Ergebnisse wissenschaftlicher Untersuchungen zu den gesundheitlichen Auswirkungen und biologischen Effekten durch niederfrequente Magnetfelder in Relation zur Flussdichte
(Quelle: Neitzke 2006)
Es gibt aufgrund der Befunde in epidemiologischen Studien eine relativ starke wissenschaftliche Evidenz, dass ein dauernder Aufenthalt in niederfrequenten Magnetfeldern zu einem erhöhten Leukämierisiko bei Kindern führt. Das Risiko steigt ab etwa 0,2 µT mit der Höhe der Exposition. Eine erst im Juni 2020 veröffentlichte französische Studie konnte darüber hinaus einen Zusammenhang zwischen einem Hirntumor, insbesondere dem Gliom und einer dauerhaften unmittelbaren Exposition (<50 m) von Höchstspannungsleitungen feststellen. Bei den anderen untersuchten Krankheiten und Störungen des Wohlbefindens liegen bislang weniger Befunde vor und/oder diese sind weniger eindeutig zu interpretieren. Erhöhungen der Risiken für diese Erkrankungen durch Expositionen gegenüber niederfrequenten Magnetfeldern werden deshalb nur als 'möglich' klassifiziert. Im Rahmen experimenteller wissenschaftlicher Untersuchungen wurden insbesondere Veränderungen am Erbgut und Einflüsse auf zelluläre Funktionen, wie den Stofftransport und die Auslösung von Zellstressreaktionen festgestellt.
Nach Auffassung der Experten des Bundesamtes für Strahlenschutz reichen die Hinweise aus den epidemiologischen Studien allerdings nicht aus, um als Nachweis einer Ursache-Wirkungs-Beziehung bewertet zu werden.

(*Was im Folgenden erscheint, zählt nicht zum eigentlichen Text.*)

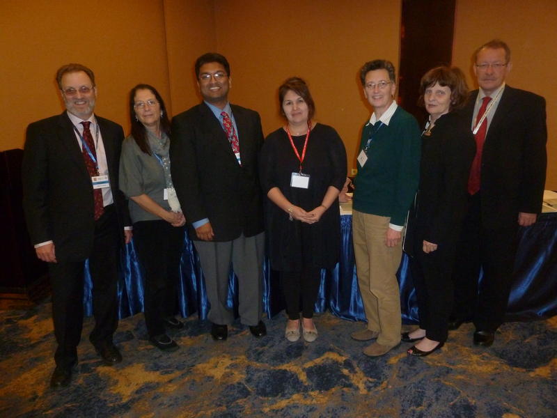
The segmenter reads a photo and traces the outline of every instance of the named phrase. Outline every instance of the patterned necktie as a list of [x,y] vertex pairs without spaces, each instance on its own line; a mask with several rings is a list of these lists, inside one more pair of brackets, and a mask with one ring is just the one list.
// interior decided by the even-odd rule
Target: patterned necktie
[[226,136],[228,138],[228,142],[232,146],[232,150],[235,155],[237,155],[240,153],[240,142],[238,142],[238,137],[236,135],[236,131],[234,130],[234,125],[232,124],[230,117],[226,111],[221,112],[222,116],[222,124],[224,126],[224,130],[226,132]]
[[[89,150],[93,154],[95,160],[97,160],[97,152],[95,149],[95,143],[93,141],[93,135],[91,131],[89,130],[89,125],[91,124],[88,121],[81,122],[83,125],[83,140],[87,144]],[[97,164],[89,155],[87,149],[85,146],[81,147],[81,154],[83,154],[83,159],[85,161],[85,165],[87,167],[87,172],[91,177],[93,176],[98,176],[99,171],[97,169]],[[98,160],[97,160],[98,162]],[[104,205],[102,203],[102,189],[94,189],[93,190],[93,196],[95,199],[95,220],[98,219],[102,213],[104,212]]]
[[[482,106],[478,111],[476,117],[476,126],[480,119],[482,118],[487,104],[491,101],[489,96],[485,96],[482,100]],[[482,122],[481,125],[476,132],[474,139],[476,139],[476,156],[472,162],[472,168],[470,169],[470,177],[468,179],[468,192],[470,194],[476,194],[480,190],[480,168],[482,165],[482,151],[483,150],[483,143],[485,141],[485,134],[487,132],[487,118]]]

Trotzdem erkennt die World Health Organization (WHO) das Risiko der niederfrequenten, elektromagnetische Felder und stuft diese als 'möglicherweise krebserzeugend' ein. Das Besondere an elektromagnetischen Feldern ist allerdings, dass das Feld bzw. dessen Stärke sich im Quadrat der Entfernung verringert. Demnach bedeutet ein zehnfacher Abstand von der Leitung nur noch ein Hundertstel des Feldes. 400 Meter Abstand zwischen den Leitungen und Wohnhäusern gelten als sicherer Schutz. Diese Entfernung wird am Ortsrand von Groß Parin allerdings deutlich unterschritten und im Riesebusch werden die Anwohner und Gäste zukünftig täglich unter der erhöhten Strahlung der Hochspannungsleitung spazieren gehen.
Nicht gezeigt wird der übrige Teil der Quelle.